Além da Noite - #2

Além da Noite - #2

1

   Joe havia desmaiado ao ver Snow em sua cama conversando com ele, ao perceber que estava acordando, abriu os olhos devagar e pôde ver que Snow estava sentado à porta fitando-o, Jon manteve os olhos fechados, rezando naquele momento para as paredes, ele tinha certeza disso, porque falava coisas sem sentido em sua cabeça, com certeza ninguém entenderia o que ele estava dizendo, se nem ele que era dono dos pensamentos entendia, imagine Deus. 

- Eu sei que você já acordou garoto! - Dizia a voz que saia de Snow, já sem paciência. - Abra esses olhos e me encare de vez por todas seu pirado maldito!

   Jon abriu os olhos, o calafrio percorria sua espinha, seu corpo tremia e suava exageradamente, e ele sentiu que o sorriso que o cachorro dera era por sentir o medo que exalava de Joe. 

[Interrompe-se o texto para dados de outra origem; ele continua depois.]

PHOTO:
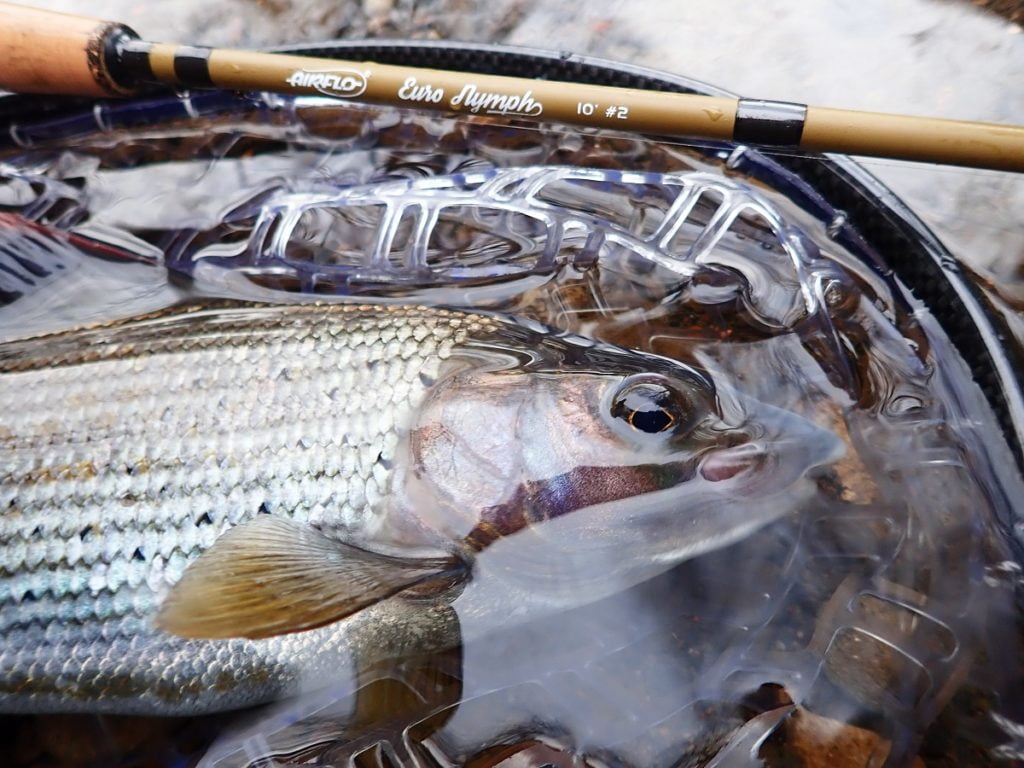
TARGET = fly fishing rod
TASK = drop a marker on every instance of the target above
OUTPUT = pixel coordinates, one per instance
(49, 52)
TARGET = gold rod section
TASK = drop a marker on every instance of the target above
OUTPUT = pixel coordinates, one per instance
(53, 52)
(924, 139)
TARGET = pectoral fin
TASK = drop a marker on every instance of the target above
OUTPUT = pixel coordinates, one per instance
(270, 577)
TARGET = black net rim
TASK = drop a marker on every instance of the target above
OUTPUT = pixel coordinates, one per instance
(904, 243)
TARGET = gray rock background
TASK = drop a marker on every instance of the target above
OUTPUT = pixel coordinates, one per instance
(936, 57)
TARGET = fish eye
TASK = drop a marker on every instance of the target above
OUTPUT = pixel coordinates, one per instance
(650, 407)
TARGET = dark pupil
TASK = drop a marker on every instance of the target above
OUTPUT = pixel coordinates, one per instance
(648, 408)
(651, 421)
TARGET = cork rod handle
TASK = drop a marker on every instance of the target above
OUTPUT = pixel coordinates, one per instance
(48, 52)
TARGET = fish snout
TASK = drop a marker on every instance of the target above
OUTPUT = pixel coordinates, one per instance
(783, 448)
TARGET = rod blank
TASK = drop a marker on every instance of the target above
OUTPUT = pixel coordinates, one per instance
(48, 52)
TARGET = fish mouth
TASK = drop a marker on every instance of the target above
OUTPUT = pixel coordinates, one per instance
(730, 463)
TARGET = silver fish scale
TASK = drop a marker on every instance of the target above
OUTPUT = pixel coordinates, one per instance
(128, 450)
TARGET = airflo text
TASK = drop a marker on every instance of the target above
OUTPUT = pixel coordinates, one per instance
(472, 99)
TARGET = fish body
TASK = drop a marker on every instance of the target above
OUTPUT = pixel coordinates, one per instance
(131, 450)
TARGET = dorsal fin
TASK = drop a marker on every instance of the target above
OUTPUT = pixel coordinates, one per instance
(270, 577)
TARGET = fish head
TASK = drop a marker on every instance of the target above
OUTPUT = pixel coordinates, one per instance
(594, 461)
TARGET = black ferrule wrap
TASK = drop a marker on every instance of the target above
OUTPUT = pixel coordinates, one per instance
(192, 67)
(771, 123)
(129, 60)
(105, 61)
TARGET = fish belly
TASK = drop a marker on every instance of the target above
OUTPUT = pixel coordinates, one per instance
(126, 451)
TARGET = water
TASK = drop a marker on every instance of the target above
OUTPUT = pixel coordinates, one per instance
(879, 617)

- Isso, criança. Já era hora de nos encontrarmos, não?
- Que merda é você?
- Seu cachorro, idiota. Não vê? - o deboche do cachorro fez uma mistura de medo e raiva em Joe. Mais medo, ele tinha certeza, o estômago doía por isso!
- Não fale assim comigo, você acha que é quem? - Joe gritava.
- Não grite, criança. Seus pais podem te ouvir e pensar que você é louco, primeiro conversando sozinho e depois gritando a essa hora?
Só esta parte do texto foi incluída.